Kevin also had a theory on the Gafford and Harrell negative ORBs: that they correlated with poor team shooting. The evidence is a little more mixed on this one: Gafford has a mild negative correlation (-.138) between his ORB and the team’s FG%, but Harrell’s is massive (-.545).
There are some interesting contrasts within categories:
- When Dinwiddie and Kuzma hit lots of threes, the Wizards were likely to win. When Beal did, they were more likely to lose.
- Gafford getting blocks is strongly positive, but Harrell getting blocks is very weakly negative.
- When Gafford or Kenatvious Caldwell-Pope get in foul trouble, it’s bad, but for Neto, Kuzma, Harrell, Beal, and Avdija committing fouls is mildly good.
- Harrell leads in FGM, FGA, and PTS, which suggests that running more of the offense through him has led to success — this is corroborated by the first table, where he’s the leader (by far) in USG%.
- Gafford having exactly 0 correlation for DRB is just bizarre.
In my correspondence with Kevin, he made a couple of suggestions: that I run correlations with scoring margin, and that I run them at the team level. Here’s the table with correlations to score margin instead of win/loss:
The trends are pretty similar, which is not surprising, though some things are accentuated a bit more or less. The biggest changes in each direction are KCP’s ORB going up from .026 to .266, and Kuzma’s FTM dropping from .329 to .099. I think that I prefer the win/loss correlation, because it seems like the margin correlation might be skewed by the fact that the Wizards’ average margin is -2.8 points, since they’ve had 11 double-digit losses versus 4 double-digit wins.
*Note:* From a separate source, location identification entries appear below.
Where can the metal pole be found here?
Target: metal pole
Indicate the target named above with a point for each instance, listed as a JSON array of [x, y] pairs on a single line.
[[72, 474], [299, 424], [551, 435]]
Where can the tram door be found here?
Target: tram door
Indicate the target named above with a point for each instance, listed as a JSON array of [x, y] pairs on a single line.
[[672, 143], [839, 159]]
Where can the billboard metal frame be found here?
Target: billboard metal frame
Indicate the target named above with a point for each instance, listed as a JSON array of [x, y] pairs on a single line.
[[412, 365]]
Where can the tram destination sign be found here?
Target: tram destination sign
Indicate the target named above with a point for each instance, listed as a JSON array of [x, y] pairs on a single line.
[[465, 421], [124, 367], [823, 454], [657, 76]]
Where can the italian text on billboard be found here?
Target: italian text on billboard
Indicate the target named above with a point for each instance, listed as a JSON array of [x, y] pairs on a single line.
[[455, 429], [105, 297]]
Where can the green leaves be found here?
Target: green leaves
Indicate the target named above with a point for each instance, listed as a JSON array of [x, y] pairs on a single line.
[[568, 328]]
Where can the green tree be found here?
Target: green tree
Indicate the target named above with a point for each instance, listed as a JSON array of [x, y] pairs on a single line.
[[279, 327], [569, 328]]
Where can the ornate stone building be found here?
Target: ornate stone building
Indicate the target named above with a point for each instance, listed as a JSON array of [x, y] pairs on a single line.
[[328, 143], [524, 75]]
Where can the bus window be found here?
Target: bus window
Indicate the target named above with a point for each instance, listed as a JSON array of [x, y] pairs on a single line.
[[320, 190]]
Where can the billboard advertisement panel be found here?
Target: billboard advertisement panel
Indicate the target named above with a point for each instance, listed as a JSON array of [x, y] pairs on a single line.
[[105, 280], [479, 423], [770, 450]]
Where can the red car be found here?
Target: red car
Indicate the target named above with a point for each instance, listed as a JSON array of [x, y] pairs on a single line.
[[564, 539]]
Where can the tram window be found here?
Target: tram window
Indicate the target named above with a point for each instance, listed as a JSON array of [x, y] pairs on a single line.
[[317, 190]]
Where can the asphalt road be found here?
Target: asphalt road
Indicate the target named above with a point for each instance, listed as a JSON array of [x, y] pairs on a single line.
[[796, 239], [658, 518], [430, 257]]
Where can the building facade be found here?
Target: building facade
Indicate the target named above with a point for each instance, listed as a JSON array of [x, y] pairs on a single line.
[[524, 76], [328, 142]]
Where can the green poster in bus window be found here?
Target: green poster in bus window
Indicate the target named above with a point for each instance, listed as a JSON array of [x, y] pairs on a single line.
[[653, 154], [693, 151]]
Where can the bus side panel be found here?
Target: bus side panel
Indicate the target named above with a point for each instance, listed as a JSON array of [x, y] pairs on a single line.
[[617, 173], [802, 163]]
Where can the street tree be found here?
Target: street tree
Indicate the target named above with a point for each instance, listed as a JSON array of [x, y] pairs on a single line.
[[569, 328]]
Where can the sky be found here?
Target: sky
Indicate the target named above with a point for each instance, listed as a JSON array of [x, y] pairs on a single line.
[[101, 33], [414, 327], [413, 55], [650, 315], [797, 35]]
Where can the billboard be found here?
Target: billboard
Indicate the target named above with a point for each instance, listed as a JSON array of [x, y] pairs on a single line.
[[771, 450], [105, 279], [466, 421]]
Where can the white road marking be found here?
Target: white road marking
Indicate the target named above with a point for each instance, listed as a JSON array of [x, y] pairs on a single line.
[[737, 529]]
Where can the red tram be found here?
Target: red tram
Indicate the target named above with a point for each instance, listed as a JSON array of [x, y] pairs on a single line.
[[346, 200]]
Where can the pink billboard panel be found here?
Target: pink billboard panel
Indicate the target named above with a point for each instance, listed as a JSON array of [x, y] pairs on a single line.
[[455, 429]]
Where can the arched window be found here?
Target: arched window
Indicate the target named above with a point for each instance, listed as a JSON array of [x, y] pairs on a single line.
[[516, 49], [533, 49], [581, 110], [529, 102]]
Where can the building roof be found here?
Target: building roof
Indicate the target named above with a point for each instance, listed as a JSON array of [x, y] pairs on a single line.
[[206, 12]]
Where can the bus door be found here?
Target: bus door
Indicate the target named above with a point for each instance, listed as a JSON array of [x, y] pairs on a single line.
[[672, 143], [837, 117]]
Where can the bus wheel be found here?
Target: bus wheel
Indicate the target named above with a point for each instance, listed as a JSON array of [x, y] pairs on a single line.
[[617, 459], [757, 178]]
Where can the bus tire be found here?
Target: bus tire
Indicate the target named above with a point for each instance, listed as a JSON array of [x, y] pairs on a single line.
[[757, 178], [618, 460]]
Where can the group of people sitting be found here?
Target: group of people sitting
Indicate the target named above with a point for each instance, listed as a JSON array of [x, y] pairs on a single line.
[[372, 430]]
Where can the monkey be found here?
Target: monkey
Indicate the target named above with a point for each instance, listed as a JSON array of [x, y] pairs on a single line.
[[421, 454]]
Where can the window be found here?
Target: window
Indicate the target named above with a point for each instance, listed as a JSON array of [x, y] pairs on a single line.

The team table introduces an interesting new element — opponent stats:
The most important of these factors (by a large margin) is opponent assists, with a whopping -.580 correlation. This perhaps makes sense, given that the Wizards’ two biggest defensive weaknesses relative to the league are spot up shooting (where they’re in the 10th percentile) and handoffs (7th percentile).
Incidentally, this also supports my current theory for the Gafford defense enigma — metrics disagree on his defensive value, largely because his box score defensive stats are good, but his on/off stats are not. Perhaps the answer is that he actually plays defense well, which forces opponents to kick to shooters, where they’re relatively more successful. When Harrell is in, opponents try to drive more — though they’re paradoxically less successful: the Wizards are in the 89th percentile defending PNR ball handler.
One might ask, “How does this compare to other teams?” Here’s the table for the currently division-leading Heat:
Their biggest factor is Team FG% (followed by Opp TRB, a closely related stat). So, their story is pretty straightforward: when they’ve shot well, they’ve generally won.
The data is similar for the Wizards, which makes sense because the team that shoots better wins about 78% of the time in the NBA. For Washington, the strongest indicators of winning and losing are shooting from the floor, three-point percentage and blocking shots. More simply: shooting well and playing good defense.